At the high brow coffee shop down the street the small is not referred to as small but rather called tall. That one I'll never understand. Tall seems like it would be big - like the opposite of short. But tall is small in coffee lingo and that's that.
Size can be confusing.
I was in charge of providing candy for a real estate event where food and beverages were offered. The food was meant to lure other agents to come tour the property being marketed. I bought many bags of mini versions of popular chocolate bars. Mini-bites they were called. I thought that folks wanting to visit and run could pop a couple candies in their pocket and eat them later.
When the event was cancelled due to weather, I wound up bringing home several bags of the mini-bite candies. Ordinarily we don't keep candy around the house, so this temptation was a new situation. Suddenly candy of many varieties was calling my name from behind our kitchen cabinet doors.
Let's just say that I should have never opened the first bag. But when I did, my reasoning went down a logical but flawed path. I figured that bite-sized equaled "nibble" in actual quantity consumed terms. Following that logic, many nibbles simply represented light, oldfashioned snacking in my twisted and flawed version of new math calorie counting.
I was wrong. The sheer quantity of candy wrapper piles at any one of my munching and nibbling sessions should have suggested that something volume sized was going on here. Somewhere, somehow, after that first nibble I veered away from bite-sized and wound up in the land of big. In pizza terms I was at extra large, in coffee lingo I was at venti- the equivalent of a really lot.
Which brings us to my stop at Sears.
After they made their way through the laundry it seemed that my favorite bluejeans were feeling a bit snug, Snug enough that when I was in those jeans the pockets were no longer really accessible to me. When I'd fish for change to pay for something at the cash register a slight twisting dance was involved with me getting my hand into the pocket and down to that elusive quarter. And the cell phone - that sleek, smooth gizmo always slid down to the very bottom of my jeans pocket. It was though the phone had fallen and landed at the bottom of a deep well. When it started ringing there was no way to yank that phone free before the caller was directed to the land of voice mail. Knowing the state of sophisticated technology we have achieved, I can only wonder what kind of a message folks
would get when this occurred.
"The caller you are trying to reach has his pants on too tight and cannot take your call. Please leave your message after his frantic attempt to pry his phone free from his pocket...beep."

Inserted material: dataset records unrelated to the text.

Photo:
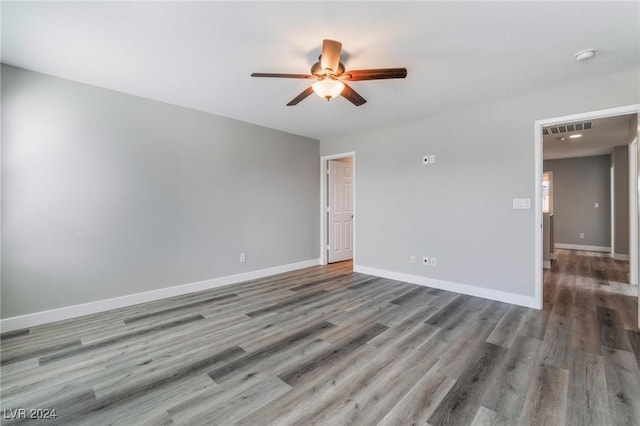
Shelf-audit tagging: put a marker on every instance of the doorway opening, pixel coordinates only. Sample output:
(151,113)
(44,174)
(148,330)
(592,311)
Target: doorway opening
(337,208)
(556,126)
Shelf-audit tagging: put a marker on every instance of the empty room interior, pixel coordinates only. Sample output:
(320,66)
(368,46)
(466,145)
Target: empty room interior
(327,213)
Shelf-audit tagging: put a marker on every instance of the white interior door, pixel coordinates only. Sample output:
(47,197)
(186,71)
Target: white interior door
(340,196)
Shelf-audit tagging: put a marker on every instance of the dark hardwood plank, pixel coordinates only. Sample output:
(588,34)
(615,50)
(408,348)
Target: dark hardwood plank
(460,404)
(547,397)
(325,345)
(587,394)
(612,332)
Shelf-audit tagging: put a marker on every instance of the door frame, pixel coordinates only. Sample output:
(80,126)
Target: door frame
(324,167)
(538,163)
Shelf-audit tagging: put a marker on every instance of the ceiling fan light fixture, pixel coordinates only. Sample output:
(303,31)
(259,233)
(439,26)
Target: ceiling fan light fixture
(328,88)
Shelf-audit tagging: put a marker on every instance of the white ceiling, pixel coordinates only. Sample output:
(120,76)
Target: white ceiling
(605,134)
(200,54)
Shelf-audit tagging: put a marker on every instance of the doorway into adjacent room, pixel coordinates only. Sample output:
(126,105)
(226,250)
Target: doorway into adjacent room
(338,208)
(587,225)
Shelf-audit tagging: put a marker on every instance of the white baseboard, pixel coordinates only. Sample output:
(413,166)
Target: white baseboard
(68,312)
(485,293)
(584,248)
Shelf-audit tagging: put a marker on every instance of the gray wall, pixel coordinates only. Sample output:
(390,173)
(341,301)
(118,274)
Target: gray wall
(460,209)
(106,194)
(620,159)
(578,183)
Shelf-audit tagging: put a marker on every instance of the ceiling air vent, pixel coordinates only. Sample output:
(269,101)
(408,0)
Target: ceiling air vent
(564,128)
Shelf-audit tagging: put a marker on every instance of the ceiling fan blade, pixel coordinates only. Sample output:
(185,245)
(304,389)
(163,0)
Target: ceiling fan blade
(374,74)
(352,96)
(279,75)
(330,58)
(301,96)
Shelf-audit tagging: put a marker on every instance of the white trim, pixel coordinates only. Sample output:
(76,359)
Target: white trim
(601,249)
(68,312)
(633,211)
(538,125)
(324,161)
(485,293)
(612,192)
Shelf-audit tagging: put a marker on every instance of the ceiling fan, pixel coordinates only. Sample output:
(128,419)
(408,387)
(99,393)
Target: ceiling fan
(330,76)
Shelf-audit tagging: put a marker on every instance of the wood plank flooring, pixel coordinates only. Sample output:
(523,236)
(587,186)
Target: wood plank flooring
(328,346)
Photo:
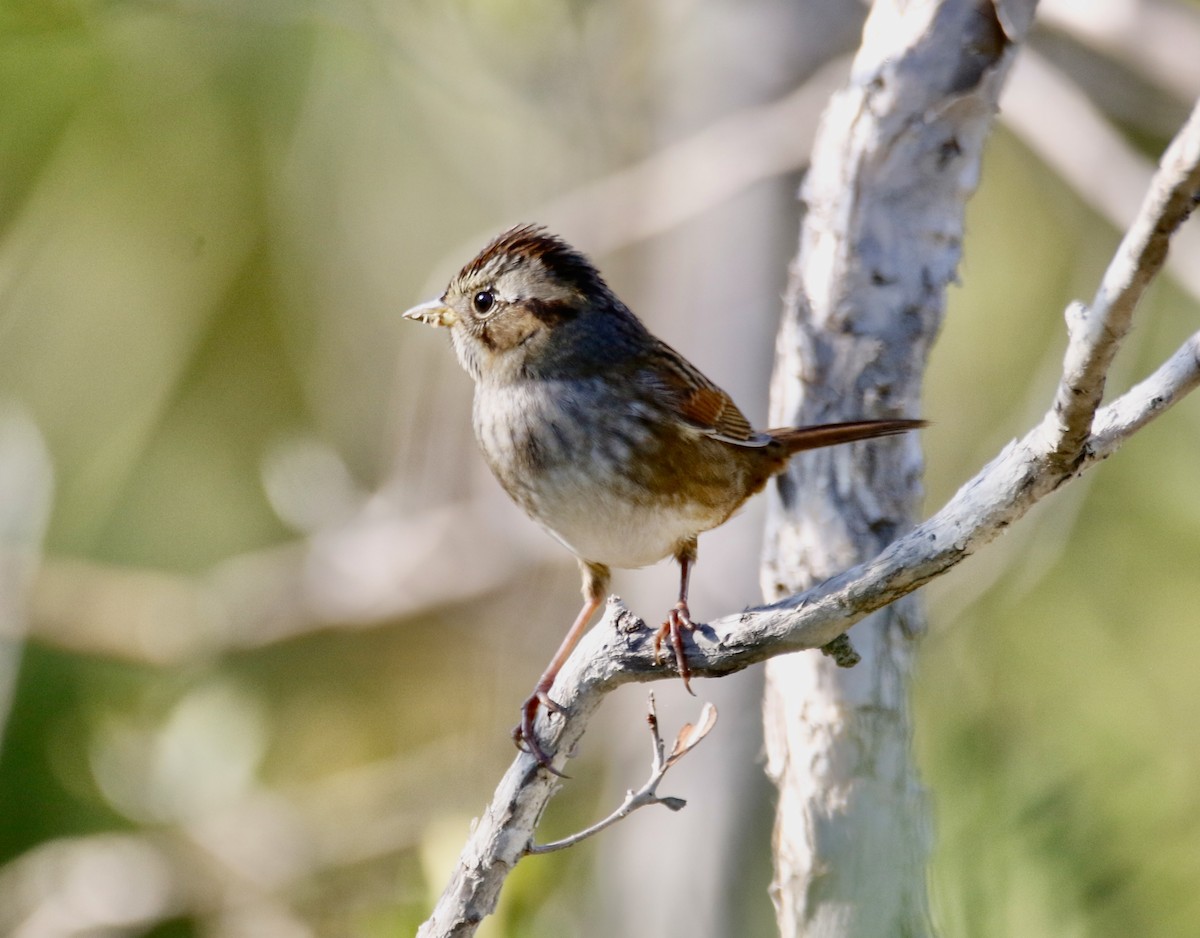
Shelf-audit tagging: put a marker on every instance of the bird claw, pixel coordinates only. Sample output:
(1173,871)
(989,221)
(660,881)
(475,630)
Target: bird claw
(523,734)
(678,620)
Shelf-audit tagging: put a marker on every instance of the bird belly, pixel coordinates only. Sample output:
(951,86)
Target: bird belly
(604,527)
(575,462)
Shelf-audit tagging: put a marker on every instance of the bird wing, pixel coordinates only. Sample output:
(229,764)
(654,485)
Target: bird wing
(700,404)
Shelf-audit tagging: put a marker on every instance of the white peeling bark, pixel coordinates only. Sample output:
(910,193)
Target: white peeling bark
(897,157)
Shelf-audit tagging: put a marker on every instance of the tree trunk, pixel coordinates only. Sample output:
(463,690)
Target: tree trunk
(895,160)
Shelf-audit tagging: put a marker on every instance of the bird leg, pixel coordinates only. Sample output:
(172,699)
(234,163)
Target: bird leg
(679,618)
(595,583)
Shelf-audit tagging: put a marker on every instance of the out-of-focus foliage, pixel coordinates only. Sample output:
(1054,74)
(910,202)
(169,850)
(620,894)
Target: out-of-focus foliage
(279,608)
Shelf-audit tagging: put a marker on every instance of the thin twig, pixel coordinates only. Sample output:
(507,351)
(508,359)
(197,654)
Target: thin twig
(688,739)
(1096,332)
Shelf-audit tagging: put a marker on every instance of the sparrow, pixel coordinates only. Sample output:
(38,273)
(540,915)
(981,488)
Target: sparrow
(603,433)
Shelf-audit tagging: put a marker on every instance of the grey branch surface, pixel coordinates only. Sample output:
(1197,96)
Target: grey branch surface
(1073,437)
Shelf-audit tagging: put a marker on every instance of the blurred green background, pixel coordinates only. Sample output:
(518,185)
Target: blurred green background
(265,619)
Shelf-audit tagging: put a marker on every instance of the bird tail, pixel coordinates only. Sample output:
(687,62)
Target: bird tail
(796,439)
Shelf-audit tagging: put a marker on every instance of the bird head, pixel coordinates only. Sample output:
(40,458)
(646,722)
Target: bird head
(505,307)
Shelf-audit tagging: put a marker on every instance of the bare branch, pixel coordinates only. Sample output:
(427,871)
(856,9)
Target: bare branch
(688,739)
(1096,334)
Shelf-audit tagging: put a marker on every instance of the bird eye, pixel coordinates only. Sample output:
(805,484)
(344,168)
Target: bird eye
(484,301)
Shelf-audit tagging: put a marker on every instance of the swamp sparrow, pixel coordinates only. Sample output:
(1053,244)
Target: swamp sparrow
(607,437)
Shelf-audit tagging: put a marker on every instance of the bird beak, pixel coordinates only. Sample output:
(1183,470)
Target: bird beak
(435,313)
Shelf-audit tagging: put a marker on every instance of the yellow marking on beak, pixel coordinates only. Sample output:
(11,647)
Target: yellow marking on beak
(435,313)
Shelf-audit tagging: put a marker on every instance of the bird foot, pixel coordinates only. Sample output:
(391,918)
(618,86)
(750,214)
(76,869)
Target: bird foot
(678,620)
(523,733)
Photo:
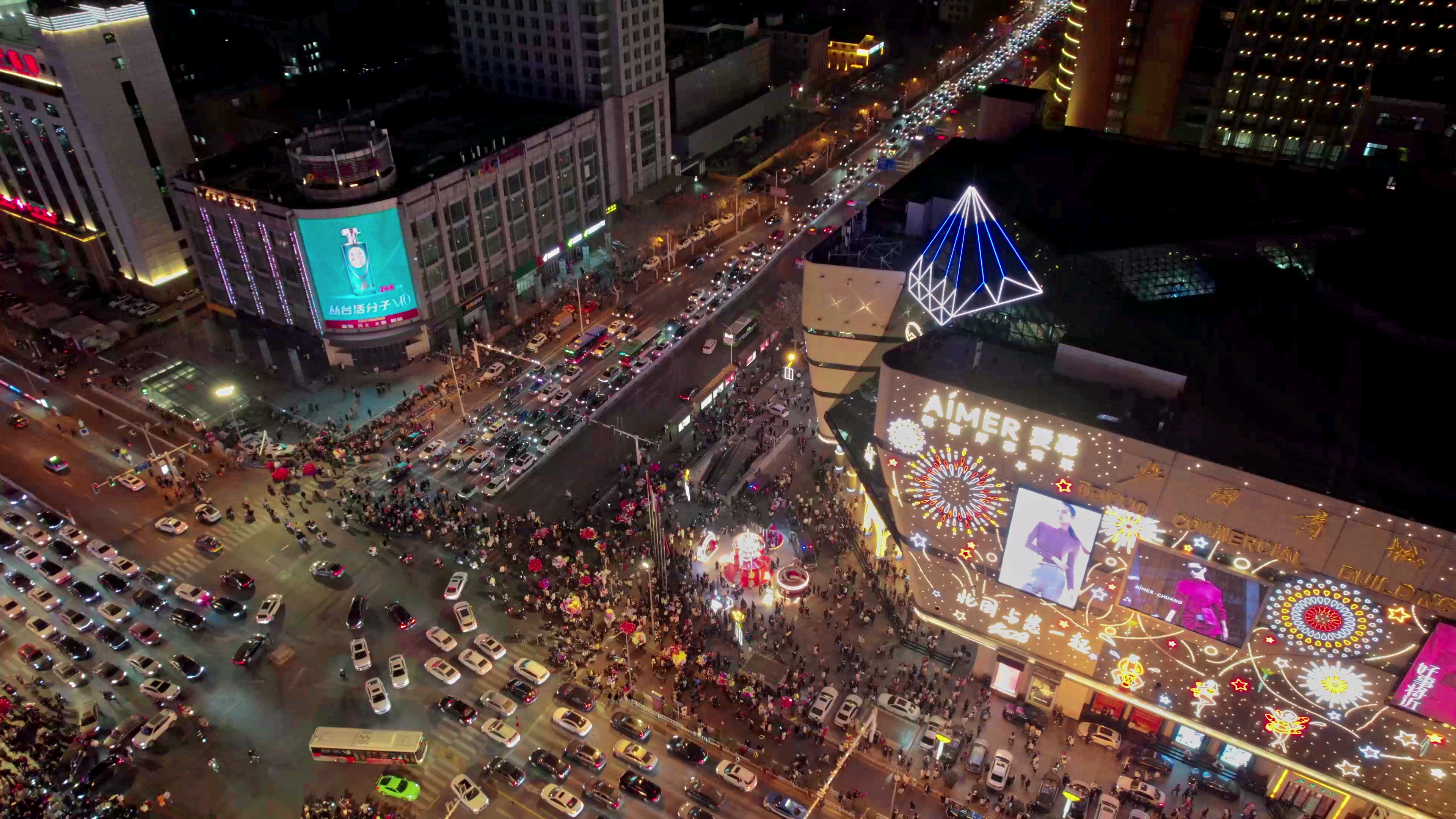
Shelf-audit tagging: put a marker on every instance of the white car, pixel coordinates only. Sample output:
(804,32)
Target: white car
(849,710)
(171,527)
(114,613)
(1100,735)
(359,651)
(443,671)
(571,722)
(737,776)
(563,799)
(1001,770)
(270,610)
(490,646)
(465,617)
(194,595)
(532,671)
(499,703)
(155,728)
(822,704)
(14,610)
(475,661)
(398,674)
(440,637)
(145,665)
(126,568)
(501,732)
(72,535)
(899,706)
(469,795)
(456,585)
(378,697)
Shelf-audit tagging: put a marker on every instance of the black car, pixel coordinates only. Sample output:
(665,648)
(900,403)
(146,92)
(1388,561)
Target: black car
(73,648)
(577,696)
(188,620)
(632,726)
(1024,715)
(357,607)
(504,770)
(549,764)
(149,599)
(459,710)
(640,786)
(401,615)
(520,690)
(704,793)
(249,651)
(688,751)
(234,579)
(113,639)
(229,607)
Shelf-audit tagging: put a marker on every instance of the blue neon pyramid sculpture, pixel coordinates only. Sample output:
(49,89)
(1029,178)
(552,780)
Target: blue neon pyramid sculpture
(970,266)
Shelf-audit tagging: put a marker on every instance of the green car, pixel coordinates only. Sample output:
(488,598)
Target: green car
(398,788)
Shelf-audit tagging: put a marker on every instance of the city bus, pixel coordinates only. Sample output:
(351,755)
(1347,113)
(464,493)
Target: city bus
(579,347)
(742,328)
(363,745)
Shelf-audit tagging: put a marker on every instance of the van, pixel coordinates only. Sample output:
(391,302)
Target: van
(976,764)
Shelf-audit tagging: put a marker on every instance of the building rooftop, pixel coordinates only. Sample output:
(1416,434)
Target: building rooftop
(430,135)
(1083,191)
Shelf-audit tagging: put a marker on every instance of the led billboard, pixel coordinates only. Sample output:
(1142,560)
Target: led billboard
(1430,687)
(1049,546)
(1194,595)
(360,270)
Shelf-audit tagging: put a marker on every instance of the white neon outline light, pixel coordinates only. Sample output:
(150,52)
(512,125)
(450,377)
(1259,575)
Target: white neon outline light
(948,285)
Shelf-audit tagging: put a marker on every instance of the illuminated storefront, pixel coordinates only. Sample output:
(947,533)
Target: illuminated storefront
(1192,604)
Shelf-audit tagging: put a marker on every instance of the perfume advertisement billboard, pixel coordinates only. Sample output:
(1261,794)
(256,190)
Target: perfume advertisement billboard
(360,270)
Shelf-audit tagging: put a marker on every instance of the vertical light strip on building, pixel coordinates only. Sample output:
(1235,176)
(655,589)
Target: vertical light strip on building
(248,269)
(273,267)
(308,283)
(218,256)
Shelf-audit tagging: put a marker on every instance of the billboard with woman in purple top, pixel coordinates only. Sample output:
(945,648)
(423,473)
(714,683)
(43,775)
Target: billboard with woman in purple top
(1049,547)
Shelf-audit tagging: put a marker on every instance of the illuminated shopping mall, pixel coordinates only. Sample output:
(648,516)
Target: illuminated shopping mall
(1135,505)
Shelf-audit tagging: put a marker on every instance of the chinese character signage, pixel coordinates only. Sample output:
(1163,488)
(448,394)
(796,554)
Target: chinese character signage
(360,270)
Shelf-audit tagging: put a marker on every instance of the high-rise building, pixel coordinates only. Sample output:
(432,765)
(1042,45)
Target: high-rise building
(91,138)
(593,53)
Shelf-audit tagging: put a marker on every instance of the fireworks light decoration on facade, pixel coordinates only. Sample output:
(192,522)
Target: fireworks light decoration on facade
(1334,684)
(956,492)
(1327,618)
(1122,530)
(906,436)
(970,264)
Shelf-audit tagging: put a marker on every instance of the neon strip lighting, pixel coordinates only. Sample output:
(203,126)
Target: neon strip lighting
(308,283)
(273,267)
(950,283)
(88,17)
(218,256)
(248,269)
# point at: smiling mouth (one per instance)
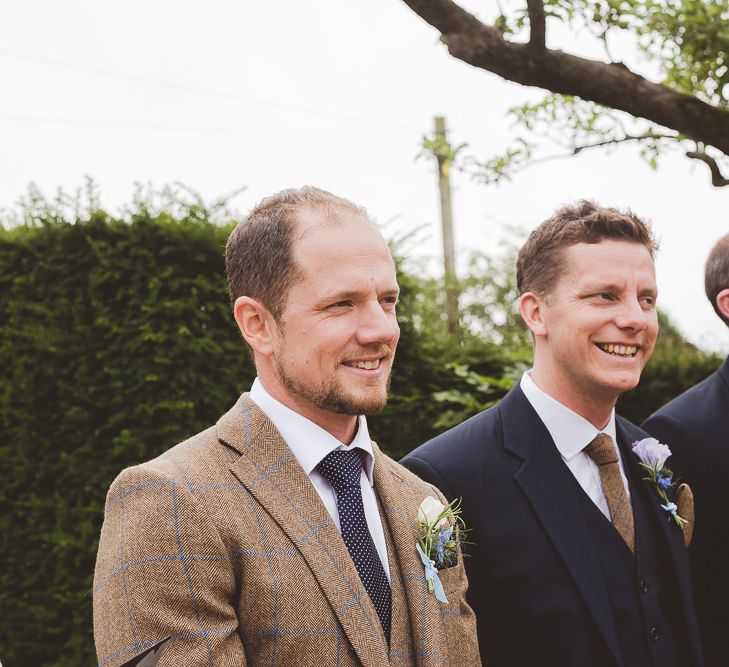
(369, 365)
(618, 350)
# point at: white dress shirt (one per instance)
(571, 434)
(310, 444)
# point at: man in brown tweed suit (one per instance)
(229, 544)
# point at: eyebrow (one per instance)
(348, 295)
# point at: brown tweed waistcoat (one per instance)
(223, 544)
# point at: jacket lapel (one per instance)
(672, 539)
(400, 501)
(271, 473)
(546, 482)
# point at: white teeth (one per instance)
(367, 365)
(621, 350)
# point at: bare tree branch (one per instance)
(717, 180)
(537, 24)
(611, 85)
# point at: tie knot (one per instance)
(342, 468)
(601, 450)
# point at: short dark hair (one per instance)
(540, 262)
(259, 255)
(716, 273)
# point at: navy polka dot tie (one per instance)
(343, 469)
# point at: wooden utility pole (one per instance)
(445, 156)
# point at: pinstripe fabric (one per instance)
(223, 544)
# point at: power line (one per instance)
(204, 129)
(181, 87)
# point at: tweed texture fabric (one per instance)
(223, 544)
(603, 452)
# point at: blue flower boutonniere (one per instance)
(440, 528)
(652, 457)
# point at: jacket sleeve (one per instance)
(162, 571)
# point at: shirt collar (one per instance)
(571, 432)
(309, 442)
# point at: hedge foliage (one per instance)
(117, 341)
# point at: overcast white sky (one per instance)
(268, 95)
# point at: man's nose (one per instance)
(633, 315)
(377, 325)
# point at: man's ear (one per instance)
(722, 302)
(256, 324)
(531, 309)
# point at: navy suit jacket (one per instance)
(696, 428)
(534, 576)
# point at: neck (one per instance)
(340, 426)
(592, 407)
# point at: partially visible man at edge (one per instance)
(574, 563)
(282, 535)
(695, 426)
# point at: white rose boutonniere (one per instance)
(440, 530)
(652, 457)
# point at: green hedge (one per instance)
(116, 342)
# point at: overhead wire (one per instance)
(186, 88)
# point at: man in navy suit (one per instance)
(573, 561)
(696, 428)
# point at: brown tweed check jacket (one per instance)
(223, 544)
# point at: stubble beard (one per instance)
(332, 397)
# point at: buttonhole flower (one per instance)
(440, 531)
(652, 457)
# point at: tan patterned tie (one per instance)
(602, 451)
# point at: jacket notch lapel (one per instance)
(273, 476)
(672, 537)
(546, 482)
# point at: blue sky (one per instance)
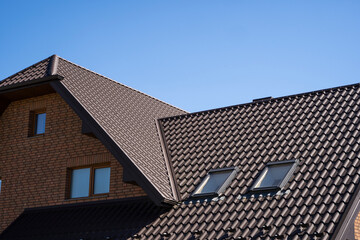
(196, 54)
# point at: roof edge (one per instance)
(262, 102)
(52, 67)
(179, 109)
(173, 182)
(26, 68)
(30, 83)
(347, 216)
(154, 194)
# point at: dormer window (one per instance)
(40, 119)
(37, 122)
(275, 175)
(215, 182)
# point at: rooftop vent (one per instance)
(262, 99)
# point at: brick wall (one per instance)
(34, 169)
(357, 227)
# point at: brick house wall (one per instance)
(34, 170)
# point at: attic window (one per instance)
(275, 175)
(37, 122)
(215, 182)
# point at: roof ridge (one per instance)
(121, 84)
(23, 70)
(269, 100)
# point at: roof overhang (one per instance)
(20, 91)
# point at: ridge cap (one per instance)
(255, 103)
(121, 84)
(23, 70)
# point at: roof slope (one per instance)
(36, 71)
(91, 221)
(126, 115)
(320, 129)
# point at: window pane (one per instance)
(213, 182)
(273, 175)
(102, 180)
(40, 123)
(80, 181)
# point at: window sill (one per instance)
(88, 198)
(37, 135)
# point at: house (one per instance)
(84, 157)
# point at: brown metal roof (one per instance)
(36, 71)
(117, 219)
(320, 129)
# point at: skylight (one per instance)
(215, 182)
(275, 175)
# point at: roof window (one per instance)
(275, 175)
(215, 182)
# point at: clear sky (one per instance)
(196, 54)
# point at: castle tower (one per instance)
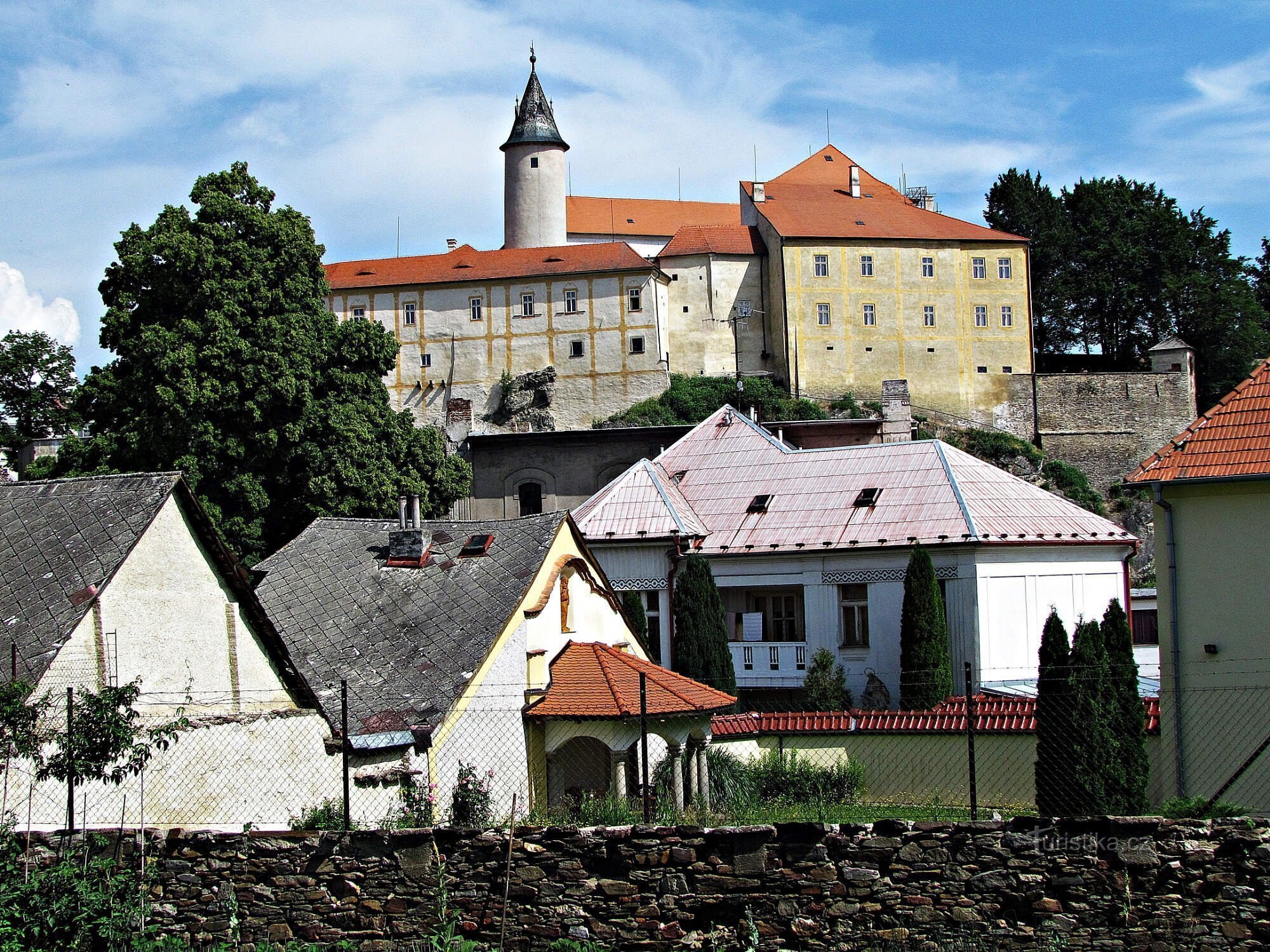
(534, 177)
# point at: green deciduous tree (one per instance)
(37, 389)
(232, 369)
(1128, 765)
(826, 685)
(925, 664)
(1055, 722)
(702, 649)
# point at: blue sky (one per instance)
(361, 112)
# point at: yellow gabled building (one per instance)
(866, 285)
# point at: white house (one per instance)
(810, 549)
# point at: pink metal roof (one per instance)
(932, 493)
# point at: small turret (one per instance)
(534, 178)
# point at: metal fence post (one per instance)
(643, 742)
(970, 741)
(344, 743)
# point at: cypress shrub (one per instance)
(702, 649)
(1053, 722)
(925, 666)
(1128, 767)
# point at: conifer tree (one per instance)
(1090, 741)
(702, 649)
(925, 666)
(1128, 767)
(1053, 722)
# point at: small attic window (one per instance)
(868, 497)
(476, 546)
(759, 505)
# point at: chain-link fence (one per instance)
(234, 761)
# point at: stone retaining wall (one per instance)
(1102, 883)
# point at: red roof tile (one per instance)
(714, 239)
(655, 218)
(465, 263)
(590, 680)
(994, 714)
(1231, 440)
(813, 200)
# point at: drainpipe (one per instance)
(1175, 648)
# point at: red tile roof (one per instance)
(653, 218)
(930, 492)
(465, 263)
(714, 239)
(813, 200)
(1231, 440)
(994, 714)
(590, 680)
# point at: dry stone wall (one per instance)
(1139, 884)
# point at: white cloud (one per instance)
(26, 310)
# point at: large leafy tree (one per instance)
(232, 369)
(37, 389)
(702, 649)
(925, 664)
(1117, 266)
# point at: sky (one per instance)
(364, 114)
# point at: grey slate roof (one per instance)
(59, 538)
(407, 640)
(535, 122)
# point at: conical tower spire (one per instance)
(535, 122)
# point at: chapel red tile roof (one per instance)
(1231, 440)
(465, 263)
(813, 200)
(994, 714)
(930, 492)
(714, 239)
(590, 680)
(653, 218)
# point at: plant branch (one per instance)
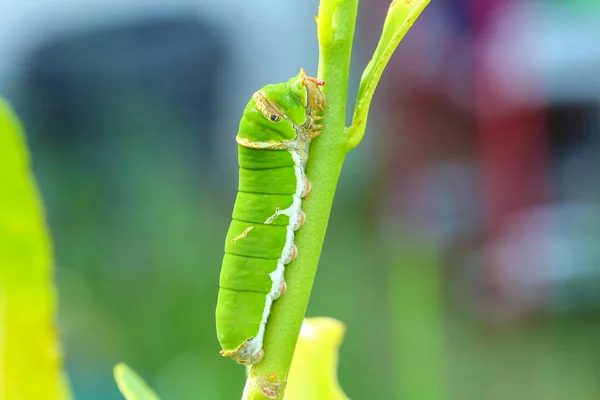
(400, 17)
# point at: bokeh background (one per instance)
(463, 250)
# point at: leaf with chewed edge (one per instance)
(132, 385)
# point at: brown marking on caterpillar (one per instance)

So there I was at Sears trying to figure out sizes in the men's jeans section.
There really ought to be a law.
My waist size has varied over the years from x to y (actual measurements are on file with the personnel department). But forever, my pants length has always been 29 inches. Given that - for argument sake, I was looking for either a 34/29 or a 36/29. Whether I was looking for the "tailored look" or the "loose fitting cut" that 29- inch length should have been a constant. Right?
Except that some 29 lengths had me standing on my cuffs and some had me ready for wadding in a flooded basement. What I wound up with that actually fit made me wish Wrangler would quit posting the pants size so conspicuously on the rear end of all their jeans.
Happy new year wishes to our readers. May 2008 be "extra large" in good will.